Um acontecimento ilustra claramente o preconceito sofrido pelo monstro, o qual pode muito bem ser relacionado com o preconceito que, ainda hoje, as pessoas que estão fora dos padrões da sociedade sofrem. Ele, depois de vagar pela Europa encontrando apenas rejeição, encontra uma família de camponeses composta pelo pai cego e seus dois filhos (uma filha e um filho) vivendo de forma pacata suas vidas. A criatura de Frankenstein então passa a observar a família e percebe que eles, assim como ele, vivem tristes. O tempo passa e, a partir da observação, o monstro aprende os modos humanos de viver e se afeiçoa por aquelas pessoas tão puras de coração. Ele pensa consigo mesmo sobre se apresentar para a família, esperando um acolhimento, e quando apenas o velho cego está em casa, ele aparece. Os dois conversam e o velho percebe a bondade interior da criatura. Infelizmente, com a chegada dos filhos, que se assustam com a aparência da criatura, ela é maltratada e precisa, novamente, fugir.

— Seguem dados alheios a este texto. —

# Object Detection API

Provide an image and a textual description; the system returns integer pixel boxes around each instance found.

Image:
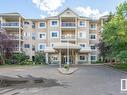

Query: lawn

[112,64,127,71]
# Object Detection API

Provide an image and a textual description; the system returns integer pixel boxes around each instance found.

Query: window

[24,44,30,48]
[39,22,46,28]
[24,21,30,25]
[32,45,35,51]
[38,44,46,50]
[53,56,58,60]
[91,45,96,50]
[79,21,85,27]
[32,33,36,40]
[24,32,30,37]
[91,55,96,61]
[50,20,58,27]
[79,33,83,38]
[79,31,86,38]
[51,44,54,47]
[90,34,96,40]
[39,33,46,39]
[80,56,85,60]
[90,24,96,30]
[80,44,85,48]
[51,31,58,38]
[32,22,35,29]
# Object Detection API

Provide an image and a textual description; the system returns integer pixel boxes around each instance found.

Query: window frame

[50,20,59,27]
[50,31,59,38]
[38,43,46,50]
[90,55,97,61]
[38,21,46,28]
[90,23,97,30]
[38,32,46,39]
[79,55,86,61]
[90,34,97,40]
[78,31,87,39]
[79,20,86,27]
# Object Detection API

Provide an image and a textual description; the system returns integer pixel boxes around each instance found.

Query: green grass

[113,64,127,71]
[0,64,45,68]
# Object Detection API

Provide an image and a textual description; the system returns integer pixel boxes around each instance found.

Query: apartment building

[0,8,101,64]
[0,13,24,52]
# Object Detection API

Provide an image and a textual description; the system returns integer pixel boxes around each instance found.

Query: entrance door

[63,56,72,64]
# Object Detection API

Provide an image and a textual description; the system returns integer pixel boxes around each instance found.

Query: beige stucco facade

[0,8,104,64]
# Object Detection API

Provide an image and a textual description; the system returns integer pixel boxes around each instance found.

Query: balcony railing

[11,35,23,40]
[1,22,23,27]
[61,35,76,40]
[61,22,76,28]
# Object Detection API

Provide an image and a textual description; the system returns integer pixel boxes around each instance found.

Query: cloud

[40,15,46,19]
[76,7,109,19]
[32,0,65,16]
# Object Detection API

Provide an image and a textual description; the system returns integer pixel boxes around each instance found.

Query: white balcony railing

[1,22,22,27]
[61,22,76,28]
[61,35,76,40]
[10,35,23,40]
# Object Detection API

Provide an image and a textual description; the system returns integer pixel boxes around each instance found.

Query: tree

[35,52,45,64]
[0,29,14,64]
[102,2,127,63]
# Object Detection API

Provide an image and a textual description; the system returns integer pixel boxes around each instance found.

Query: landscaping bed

[106,64,127,72]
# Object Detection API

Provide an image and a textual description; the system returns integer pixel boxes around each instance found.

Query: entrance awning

[44,47,55,53]
[53,43,81,49]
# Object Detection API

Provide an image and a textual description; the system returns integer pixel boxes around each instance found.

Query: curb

[104,64,127,74]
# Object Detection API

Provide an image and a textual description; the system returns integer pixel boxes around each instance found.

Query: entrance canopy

[53,43,81,49]
[44,47,56,53]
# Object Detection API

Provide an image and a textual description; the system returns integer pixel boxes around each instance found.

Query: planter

[58,68,78,75]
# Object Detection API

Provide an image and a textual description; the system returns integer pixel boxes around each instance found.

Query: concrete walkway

[0,65,127,95]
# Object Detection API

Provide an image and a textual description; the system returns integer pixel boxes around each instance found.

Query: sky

[0,0,126,19]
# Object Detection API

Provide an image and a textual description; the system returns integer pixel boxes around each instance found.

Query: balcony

[79,46,91,53]
[61,22,76,28]
[1,22,22,28]
[13,47,23,52]
[11,35,23,41]
[61,35,76,41]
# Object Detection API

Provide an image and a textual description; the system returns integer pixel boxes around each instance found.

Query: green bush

[5,59,12,64]
[117,50,127,63]
[20,59,33,65]
[35,52,45,64]
[11,52,29,64]
[64,64,69,70]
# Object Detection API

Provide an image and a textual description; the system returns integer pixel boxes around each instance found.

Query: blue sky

[0,0,126,18]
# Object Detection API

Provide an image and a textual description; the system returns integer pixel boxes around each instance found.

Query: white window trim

[38,43,46,50]
[78,20,86,27]
[38,21,46,28]
[90,23,97,30]
[90,34,97,40]
[38,32,46,39]
[90,54,97,61]
[78,31,87,39]
[50,31,59,38]
[78,43,87,48]
[79,55,86,61]
[50,43,55,48]
[50,20,59,27]
[90,44,97,51]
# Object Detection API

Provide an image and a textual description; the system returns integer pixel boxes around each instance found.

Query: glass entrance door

[63,55,72,64]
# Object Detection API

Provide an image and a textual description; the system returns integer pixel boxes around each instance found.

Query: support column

[45,53,49,64]
[59,49,61,68]
[75,52,78,64]
[88,53,91,64]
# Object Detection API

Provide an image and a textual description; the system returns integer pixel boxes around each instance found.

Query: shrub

A aparência, mais uma vez, se sobrepõe à essência e é dessa não aceitação e da violência sofrida pela rejeição e pelo preconceito, que o demônio de Frankenstein passa a odiar a humanidade e, mais ainda, seu próprio criador que, ao contrário de Deus, abandonou sua criação. É daí que surgem os assassinatos misteriosos e os ataques a Victor, daí que surgem os elementos do terror da narrativa - narrativa essa que tem um fluxo rápido e empolgante (apesar da grande adjetivação presente no texto, que na minha opinião trunca um pouco a narração).

De todo modo, Frankenstein, uma das três grandes obras do terror segundo Stephen King, apresenta uma história assustadora e instigante que entretém o leitor menos ligado às entrelinhas dos textos, mas que também aguça a imaginação de leitores mais críticos, apresentando uma crítica forte (talvez até de forma não-intencional) à cultura da exaltação da aparência em detrimento à essência humana.
Espero que tenham gostado dessa breve discussão sobre os sentimentos em mim suscitados com a leitura desse clássico da literatura mundial.
Até breve com as próximas divagações.